Don’t know how this could be implemented in the learning algorithm or the filtering, or what the exact factor should be, but I feel this would really improve the quality of suggestions for those taxa which are especially error-prone.

In particular, those commonly observed taxa, where a species ID is never or rarely possible (and thus alternative species suggestions do not make sense), this could trigger the AI the following: 'It looks most similar to this species, which I would normally suggest; but as these observations have so often be corrected, I will only suggest higher taxa'


If anything like this is done, a complicating factor that has to be addressed is how to deal with species that get added to the training as observatiom numbers rise.

The pre-addition records may suffer from corrections as the correct option was unavailable to select, but once included you don’t want it deprioritzed.

1 Like

I agree that a feature aimed at this issue would benefit the community and rein in users that quickly jump to species identification. From my early experience on iNaturalist, I had to be corrected by others in the community on my tendency to go to species-level for arachnids that can only be properly distinguished by their epigyne. Building such a feature into the suggestion algorithm could help earlier users to not rush such ids based on the algorithm.


Every day, there are new observations of the Common Flesh Fly, Sarcophaga carnaria submitted, due to the CV suggestions.
So there must have been many observations in the past to be included in the learning process, because after a thorough curation process, right now the number of observations on species level is down to 5, and other members of this genus have a maximum of 19 observations.

But these learning cycles are still a black box for me - will the CV ‘forget’ those species in the next cycle, as the thresholds are too low now?
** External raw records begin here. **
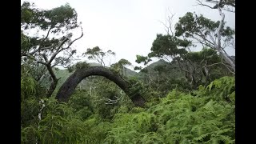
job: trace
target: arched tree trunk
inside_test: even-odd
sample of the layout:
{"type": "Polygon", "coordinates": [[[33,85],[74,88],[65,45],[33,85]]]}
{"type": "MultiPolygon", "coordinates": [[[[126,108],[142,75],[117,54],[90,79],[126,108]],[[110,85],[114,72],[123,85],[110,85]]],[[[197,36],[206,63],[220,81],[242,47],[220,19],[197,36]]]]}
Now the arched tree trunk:
{"type": "Polygon", "coordinates": [[[132,86],[130,86],[126,81],[122,79],[118,74],[116,74],[102,66],[93,66],[88,69],[77,70],[60,87],[56,96],[58,101],[67,102],[78,83],[82,79],[91,75],[103,76],[114,82],[125,91],[136,106],[142,106],[146,102],[145,99],[139,94],[131,95],[131,93],[129,91],[129,88],[132,86]]]}

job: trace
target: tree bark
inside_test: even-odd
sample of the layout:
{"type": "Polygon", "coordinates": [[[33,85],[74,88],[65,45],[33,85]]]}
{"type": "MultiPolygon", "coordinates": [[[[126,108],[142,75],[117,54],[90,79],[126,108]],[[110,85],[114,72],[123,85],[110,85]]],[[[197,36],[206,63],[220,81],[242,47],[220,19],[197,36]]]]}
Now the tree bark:
{"type": "Polygon", "coordinates": [[[54,90],[57,86],[58,79],[57,79],[56,75],[54,74],[53,69],[50,65],[46,65],[46,68],[49,71],[49,74],[50,74],[51,79],[53,80],[49,90],[47,90],[47,94],[46,94],[46,97],[49,98],[51,96],[51,94],[54,91],[54,90]]]}
{"type": "Polygon", "coordinates": [[[131,94],[129,91],[129,83],[119,75],[102,66],[93,66],[89,69],[77,70],[70,75],[60,87],[56,98],[58,102],[67,102],[72,95],[78,84],[86,77],[91,75],[103,76],[117,84],[130,98],[136,106],[142,106],[146,100],[139,94],[131,94]]]}

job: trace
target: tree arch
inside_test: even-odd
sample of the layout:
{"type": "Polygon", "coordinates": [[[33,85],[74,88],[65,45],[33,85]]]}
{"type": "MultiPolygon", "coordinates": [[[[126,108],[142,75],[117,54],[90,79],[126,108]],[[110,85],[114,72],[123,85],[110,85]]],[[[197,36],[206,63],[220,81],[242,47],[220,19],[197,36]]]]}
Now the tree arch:
{"type": "Polygon", "coordinates": [[[114,74],[107,68],[102,66],[93,66],[88,69],[78,69],[70,75],[60,87],[57,93],[56,98],[58,102],[67,102],[72,95],[78,83],[84,78],[92,75],[103,76],[117,84],[130,98],[136,106],[142,106],[146,100],[139,94],[129,92],[129,82],[125,81],[118,74],[114,74]]]}

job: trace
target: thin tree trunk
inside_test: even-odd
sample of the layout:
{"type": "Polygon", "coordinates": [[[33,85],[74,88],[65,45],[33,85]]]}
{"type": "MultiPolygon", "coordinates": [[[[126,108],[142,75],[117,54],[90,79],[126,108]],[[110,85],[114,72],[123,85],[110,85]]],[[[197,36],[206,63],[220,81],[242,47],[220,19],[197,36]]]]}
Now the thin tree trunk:
{"type": "Polygon", "coordinates": [[[47,94],[46,94],[46,97],[49,98],[51,96],[51,94],[53,94],[53,92],[56,89],[58,79],[57,79],[56,75],[54,74],[54,70],[50,65],[47,65],[46,68],[47,68],[49,74],[51,77],[51,79],[53,81],[51,82],[49,90],[47,90],[47,94]]]}
{"type": "Polygon", "coordinates": [[[122,79],[119,75],[117,75],[110,70],[102,66],[93,66],[90,67],[89,69],[77,70],[60,87],[56,95],[58,101],[67,102],[78,84],[82,79],[91,75],[103,76],[114,82],[121,89],[122,89],[125,93],[126,93],[136,106],[142,106],[146,102],[146,100],[139,94],[132,94],[130,91],[130,88],[132,86],[130,86],[126,81],[122,79]]]}

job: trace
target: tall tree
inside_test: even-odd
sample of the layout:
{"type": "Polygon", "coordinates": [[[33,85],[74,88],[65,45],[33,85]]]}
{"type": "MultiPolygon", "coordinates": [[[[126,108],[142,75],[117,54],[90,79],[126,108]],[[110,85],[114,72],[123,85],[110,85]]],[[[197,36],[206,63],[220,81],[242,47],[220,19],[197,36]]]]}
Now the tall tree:
{"type": "Polygon", "coordinates": [[[81,27],[81,36],[72,38],[72,30],[79,27],[77,17],[78,14],[69,4],[51,10],[41,10],[26,2],[21,6],[22,64],[32,61],[46,67],[52,81],[48,97],[58,81],[53,68],[70,63],[76,53],[71,46],[83,36],[81,27]],[[33,35],[34,31],[36,33],[33,35]]]}
{"type": "Polygon", "coordinates": [[[98,46],[95,46],[92,49],[88,48],[85,53],[82,54],[83,56],[87,56],[88,59],[96,60],[102,66],[106,66],[104,59],[110,56],[114,56],[115,53],[111,50],[107,50],[103,52],[102,49],[98,46]]]}

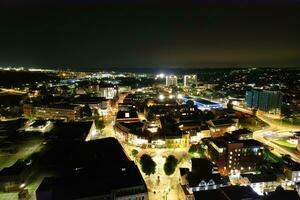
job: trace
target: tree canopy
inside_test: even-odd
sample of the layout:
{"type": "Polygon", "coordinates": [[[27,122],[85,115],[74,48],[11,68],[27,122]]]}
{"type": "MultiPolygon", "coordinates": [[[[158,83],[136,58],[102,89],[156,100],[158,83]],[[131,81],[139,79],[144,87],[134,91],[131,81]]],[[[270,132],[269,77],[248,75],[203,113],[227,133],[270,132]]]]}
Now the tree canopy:
{"type": "Polygon", "coordinates": [[[170,176],[175,172],[175,169],[177,167],[178,160],[173,155],[169,155],[166,159],[166,162],[164,164],[164,171],[166,175],[170,176]]]}
{"type": "Polygon", "coordinates": [[[153,161],[151,156],[148,154],[143,154],[140,159],[140,164],[142,166],[142,171],[150,176],[151,174],[155,174],[156,163],[153,161]]]}

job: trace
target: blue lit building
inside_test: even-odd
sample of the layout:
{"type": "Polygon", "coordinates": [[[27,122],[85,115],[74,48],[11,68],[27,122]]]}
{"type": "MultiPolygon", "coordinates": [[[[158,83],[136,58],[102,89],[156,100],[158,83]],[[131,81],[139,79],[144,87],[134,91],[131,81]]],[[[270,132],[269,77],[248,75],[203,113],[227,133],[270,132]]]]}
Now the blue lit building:
{"type": "Polygon", "coordinates": [[[211,110],[211,109],[224,108],[223,104],[214,103],[214,102],[211,102],[211,101],[208,101],[205,99],[194,98],[194,97],[190,97],[190,96],[183,97],[182,101],[184,103],[187,103],[188,101],[192,101],[192,102],[194,102],[194,105],[196,105],[198,107],[198,109],[200,109],[200,110],[211,110]]]}
{"type": "Polygon", "coordinates": [[[251,90],[246,92],[246,105],[265,112],[280,113],[282,94],[277,91],[251,90]]]}

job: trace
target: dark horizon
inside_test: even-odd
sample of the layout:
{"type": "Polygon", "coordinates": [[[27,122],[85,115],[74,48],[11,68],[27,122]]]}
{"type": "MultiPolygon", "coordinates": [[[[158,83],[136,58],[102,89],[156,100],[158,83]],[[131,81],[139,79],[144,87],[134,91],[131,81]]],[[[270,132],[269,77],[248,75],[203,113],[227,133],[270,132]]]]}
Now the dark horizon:
{"type": "Polygon", "coordinates": [[[299,1],[129,2],[3,1],[0,65],[300,66],[299,1]]]}

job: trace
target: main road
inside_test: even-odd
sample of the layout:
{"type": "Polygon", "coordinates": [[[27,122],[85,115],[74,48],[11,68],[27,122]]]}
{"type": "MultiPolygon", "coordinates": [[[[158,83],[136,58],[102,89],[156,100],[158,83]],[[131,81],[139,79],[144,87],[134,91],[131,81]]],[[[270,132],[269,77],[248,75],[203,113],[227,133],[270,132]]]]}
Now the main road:
{"type": "MultiPolygon", "coordinates": [[[[243,113],[246,113],[246,114],[252,114],[252,111],[245,109],[245,108],[234,106],[233,109],[243,112],[243,113]]],[[[271,140],[269,140],[267,137],[265,137],[266,133],[274,133],[274,132],[278,132],[278,131],[279,132],[300,131],[300,127],[295,126],[295,125],[293,126],[293,125],[285,125],[282,123],[281,124],[275,123],[272,119],[268,118],[263,113],[258,112],[256,116],[263,122],[267,123],[269,125],[269,127],[266,129],[262,129],[262,130],[253,132],[253,139],[255,139],[263,144],[266,144],[267,146],[272,147],[280,154],[290,155],[291,159],[300,163],[300,152],[299,151],[297,151],[296,149],[291,149],[288,147],[280,146],[280,145],[272,142],[271,140]]]]}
And instead suggest only genus or higher? Or will it continue to offer those impossible-to-ID suggestions?


@tiwane @alex this illustrates why it would be good to know when the next training set will be created for the computer vision, so that identifiers can have something to aim for when sorting out misidentifications in difficult groups. If we knew the training set would be pulled on 1 June, for example, or even between 1 and 10 June, we could take that into account when going through such groups.